The California operates on 110V system and has two-pin plug sockets accepting type A or B plugs. Appliances with a voltage of 220-240V can be used here with the correct adapter. UK appliances would need a standard US two-pin to three-pin adapter.
Verizon, AT&T and T-Mobile are the main mobile proviers in California, with good coverage everywhere apart from some of the remoter regions and national parks. You should easily be able to roam with your mobile in the US if your network provider allows this. If you wish to use a US SIM card, you will need to have your phone unlocked and buy a card from an AT&T or T-Mobile store.
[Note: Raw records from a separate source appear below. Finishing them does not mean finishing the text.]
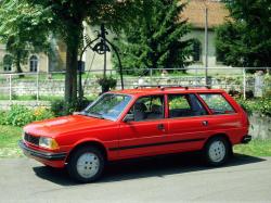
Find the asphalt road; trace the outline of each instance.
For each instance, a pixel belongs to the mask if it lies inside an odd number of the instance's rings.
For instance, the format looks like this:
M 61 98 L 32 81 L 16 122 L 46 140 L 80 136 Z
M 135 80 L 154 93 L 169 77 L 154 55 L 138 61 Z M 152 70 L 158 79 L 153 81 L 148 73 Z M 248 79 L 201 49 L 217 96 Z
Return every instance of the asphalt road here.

The price of this is roughly $40 plus tax.
UTC – 8 Pacific Standard Time
UTC – 7 Pacific Standard Summer Time
Tipping etiquette in California, as in much of the USA, recommends that you leave something for the server in all sit-down restaurants and cafes, in bars, and in places where you are helped in any way (such as in by hotel concierge, taxi driver, private tours, hairdressers). Most service staff receive the lowest wages and rely on tips to earn a decent living. You should tip 15-20% for good service in a restaurant, and slightly less for bad service. It is normal to tip a barkeep $1-2 each time they serve you.
Free Wifi can be found in most restaurants, cafes, museums, parks and on city buses. California has thousands of locations with free WiFi including parks, museums, libraries and the beach.